Dall’articolo sul Bresciaoggi a firma di Irene Panighetti

«La Brescia che accoglie, la Brescia che vuole restare umana, la Brescia democratica e antifascista è in marcia per chiedere che i nostri porti siano aperti, che si prevedano canali di ingresso regolari, per garantire percorsi di accoglienza e di integrazione per contrastare violenze e discriminazioni e anche per chiedere all’Onu di intervenire immediatamente per far finire lo sterminio del popolo curdo e all’Italia di smetterla di vendere armi alla Turchia perché noi non vogliamo essere complici di un ennesimo genocidio»: parole chiare quelle di Agostino Zanotti, della campagna «Io Accolgo Brescia», una delle realtà promotrici della manifestazione di ieri pomeriggio insieme alla Consulta per la cooperazione e la pace Comune di Brescia, Coordinamento Sprar e Forum Terzo Settore.
L’iniziativa, giunta alla sua quinta edizione e sostenuta da oltre 80 realtà, è partita da largo Formentone ed è giunta in piazza Vittoria dopo aver attraversato le vie del centro storico.

Oltre duemila persone, tra militanti di partiti e sindacati, movimenti, comitati hanno marciato in un corteo aperto da una ventina di rappresentanti dei Comuni bresciani, con tanto di fascia tricolore e che «ci mettono la faccia e la fatica ogni giorno nella lotta contro le discriminazioni, le povertà e le disuguaglianza – ha sottolineato il sindaco di Malegno Paolo Erba intervenuto prima della partenza -.
Siamo qui per togliere la polvere dai cuori dei bresciani per ricordare che il nostro territorio è sempre stato una culla della solidarietà».

Dopo di lui ha preso la parola Silvie Tchamou, ospite dell’associazione Adl, arrivata dal Camerun da due anni, dopo un anno di prigione in Libia: «Sono riuscita a scappare e ad arrivare in Italia dal mare ma ancora non è facile – ha ammesso al microfono – non voglio perdere la speranza, sogno di imparare l’Italiano e vivere in un mondo dove non ci sia più violenza soprattutto contro le donne».

Intorno alle 15.30 il corteo si è composto in via San Faustino, per dirigersi verso il Carmine, uscire dal centro sul ring e rientrare da corso Garibaldi: in testa i sindaci, a seguire le percussioni del gruppo Appel e poi le realtà aderenti: dal Comitato Articolo 10 a Mediterranea, da Sinistra anticapitalista a Diritti per tutti, da Cgil e Cisl alla rete antifascista, dalle Donne i cuore a Fridays for future, par citarne solo alcune.
Dagli spezzoni molti gli slogan in favore del popolo curdo e i cartelli per chiedere il ritiro immediato dei decreti Salvini.

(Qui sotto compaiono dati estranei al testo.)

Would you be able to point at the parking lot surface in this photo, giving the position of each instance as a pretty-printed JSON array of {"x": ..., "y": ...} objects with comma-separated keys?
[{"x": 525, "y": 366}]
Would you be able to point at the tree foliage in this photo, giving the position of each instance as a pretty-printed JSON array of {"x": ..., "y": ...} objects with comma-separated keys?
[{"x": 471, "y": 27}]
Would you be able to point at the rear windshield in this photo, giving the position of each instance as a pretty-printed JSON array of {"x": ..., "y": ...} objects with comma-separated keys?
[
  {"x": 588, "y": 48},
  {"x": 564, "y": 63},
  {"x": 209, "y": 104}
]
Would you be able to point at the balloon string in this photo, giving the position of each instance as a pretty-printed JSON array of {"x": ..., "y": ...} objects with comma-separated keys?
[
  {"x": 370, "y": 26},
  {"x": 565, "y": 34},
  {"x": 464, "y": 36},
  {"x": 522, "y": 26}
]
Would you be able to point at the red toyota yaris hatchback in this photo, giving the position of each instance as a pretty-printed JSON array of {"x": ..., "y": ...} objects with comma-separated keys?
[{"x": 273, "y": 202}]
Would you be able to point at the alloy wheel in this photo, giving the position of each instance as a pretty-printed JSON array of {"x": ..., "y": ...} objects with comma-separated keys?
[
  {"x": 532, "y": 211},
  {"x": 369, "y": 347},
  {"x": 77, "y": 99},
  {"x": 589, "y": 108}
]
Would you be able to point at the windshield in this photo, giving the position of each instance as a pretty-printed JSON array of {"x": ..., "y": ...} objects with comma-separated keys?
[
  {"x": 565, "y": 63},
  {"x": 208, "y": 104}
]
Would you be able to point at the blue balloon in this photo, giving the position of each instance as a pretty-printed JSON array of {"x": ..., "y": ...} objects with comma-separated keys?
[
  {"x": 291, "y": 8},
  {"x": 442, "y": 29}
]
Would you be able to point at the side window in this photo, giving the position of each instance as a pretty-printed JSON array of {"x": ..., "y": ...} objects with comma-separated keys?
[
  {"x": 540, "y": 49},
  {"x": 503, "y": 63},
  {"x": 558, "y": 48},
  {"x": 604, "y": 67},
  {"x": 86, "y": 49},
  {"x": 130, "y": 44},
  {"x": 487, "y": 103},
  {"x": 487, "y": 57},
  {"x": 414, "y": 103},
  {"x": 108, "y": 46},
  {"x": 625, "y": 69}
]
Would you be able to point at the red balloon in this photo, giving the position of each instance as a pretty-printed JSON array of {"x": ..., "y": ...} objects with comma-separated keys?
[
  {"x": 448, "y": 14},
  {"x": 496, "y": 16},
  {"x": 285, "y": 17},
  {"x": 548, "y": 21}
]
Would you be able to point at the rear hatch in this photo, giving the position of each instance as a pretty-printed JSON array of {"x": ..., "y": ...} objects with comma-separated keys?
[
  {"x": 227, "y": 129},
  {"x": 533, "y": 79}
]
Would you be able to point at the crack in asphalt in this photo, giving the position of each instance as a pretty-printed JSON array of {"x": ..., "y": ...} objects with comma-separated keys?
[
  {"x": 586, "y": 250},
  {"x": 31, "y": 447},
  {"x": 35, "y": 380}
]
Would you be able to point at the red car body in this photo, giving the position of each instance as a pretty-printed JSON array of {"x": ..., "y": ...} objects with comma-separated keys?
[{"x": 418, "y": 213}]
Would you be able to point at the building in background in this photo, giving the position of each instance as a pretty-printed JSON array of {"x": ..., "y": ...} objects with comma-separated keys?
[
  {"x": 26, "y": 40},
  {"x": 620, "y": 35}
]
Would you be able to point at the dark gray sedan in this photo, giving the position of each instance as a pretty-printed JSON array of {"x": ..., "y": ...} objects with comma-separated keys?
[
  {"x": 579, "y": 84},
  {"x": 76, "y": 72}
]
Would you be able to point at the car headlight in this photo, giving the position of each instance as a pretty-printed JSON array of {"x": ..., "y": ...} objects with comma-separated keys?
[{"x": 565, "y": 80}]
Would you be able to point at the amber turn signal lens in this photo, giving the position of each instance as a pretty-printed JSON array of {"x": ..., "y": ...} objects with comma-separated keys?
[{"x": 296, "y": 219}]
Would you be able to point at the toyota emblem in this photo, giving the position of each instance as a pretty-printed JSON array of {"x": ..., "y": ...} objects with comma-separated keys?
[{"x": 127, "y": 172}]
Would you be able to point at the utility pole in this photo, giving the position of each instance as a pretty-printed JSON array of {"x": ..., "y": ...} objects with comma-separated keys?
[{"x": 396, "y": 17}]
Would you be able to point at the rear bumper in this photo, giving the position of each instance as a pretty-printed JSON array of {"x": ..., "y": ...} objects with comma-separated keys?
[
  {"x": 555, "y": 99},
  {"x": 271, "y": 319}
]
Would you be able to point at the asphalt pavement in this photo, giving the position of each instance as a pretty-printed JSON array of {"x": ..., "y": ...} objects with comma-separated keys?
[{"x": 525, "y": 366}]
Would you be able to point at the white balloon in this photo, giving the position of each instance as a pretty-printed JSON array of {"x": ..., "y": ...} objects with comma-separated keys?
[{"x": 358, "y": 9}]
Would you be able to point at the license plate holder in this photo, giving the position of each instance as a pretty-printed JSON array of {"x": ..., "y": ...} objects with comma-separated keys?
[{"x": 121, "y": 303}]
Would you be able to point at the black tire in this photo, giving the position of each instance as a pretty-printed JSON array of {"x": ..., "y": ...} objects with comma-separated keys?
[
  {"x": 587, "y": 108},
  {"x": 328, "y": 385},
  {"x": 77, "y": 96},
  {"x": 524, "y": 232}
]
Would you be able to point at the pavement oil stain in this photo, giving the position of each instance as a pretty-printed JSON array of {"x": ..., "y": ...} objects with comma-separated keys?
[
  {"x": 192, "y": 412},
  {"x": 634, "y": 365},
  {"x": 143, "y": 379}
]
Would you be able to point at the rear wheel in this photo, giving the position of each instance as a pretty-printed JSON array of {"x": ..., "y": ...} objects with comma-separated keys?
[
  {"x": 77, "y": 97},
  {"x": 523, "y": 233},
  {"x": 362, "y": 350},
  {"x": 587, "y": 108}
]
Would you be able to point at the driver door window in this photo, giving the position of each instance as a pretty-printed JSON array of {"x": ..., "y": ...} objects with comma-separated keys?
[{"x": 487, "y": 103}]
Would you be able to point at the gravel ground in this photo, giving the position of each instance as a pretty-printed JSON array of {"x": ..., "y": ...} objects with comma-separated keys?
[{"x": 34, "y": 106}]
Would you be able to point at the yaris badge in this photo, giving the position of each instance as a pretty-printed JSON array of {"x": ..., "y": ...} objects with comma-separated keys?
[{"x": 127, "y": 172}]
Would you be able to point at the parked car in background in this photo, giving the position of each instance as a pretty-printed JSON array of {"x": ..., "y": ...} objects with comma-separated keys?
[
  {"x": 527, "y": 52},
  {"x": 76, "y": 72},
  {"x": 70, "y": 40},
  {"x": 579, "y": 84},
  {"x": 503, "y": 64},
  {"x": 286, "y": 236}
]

Questa la parola d’ordine messa al centro anche dal gruppo di Mediterranea che ha proposto flashmob in di- versi momenti del corteo: una simulazione un naufragio, con tanto di bambolotti per rappresentare i corpi senza vita e le coperte dorate che invece rimandano ai salvataggi.
Il tutto per ribadire: «Salvare vite non è un reato» e «Liberare le navi dei soccorsi, subito».

Il corteo è arrivato in piazza Vittoria verso le 17 e qui ci sono stati gli interventi finali: oltre a Carla Ferarri Aggradi, una delle tre persone di Brescia che è ha preso parte ad un’azione di salvataggio in mare per il progetto Mediterranea, ha preso la parola l’assessore ai servizi sociali del Comune di Brescia Marco Fenaroli: «Qui è il lavoro per l’accoglienza che si mostra, per dire che di deve e si può; questa opera va continuata, anzi, ampliata per destare attenzione e curiosità anche dove non abbiamo trovato ascolto». Fenaroli ha anche ripetuto una delle parole d’ordine della marcia: un «urgente un cambio di rotta: sia sui motivi umanitari, sia sul ripristino di un sistema si accoglienza efficace, quali erano gli Sprar e la microaccoglienza diffusa».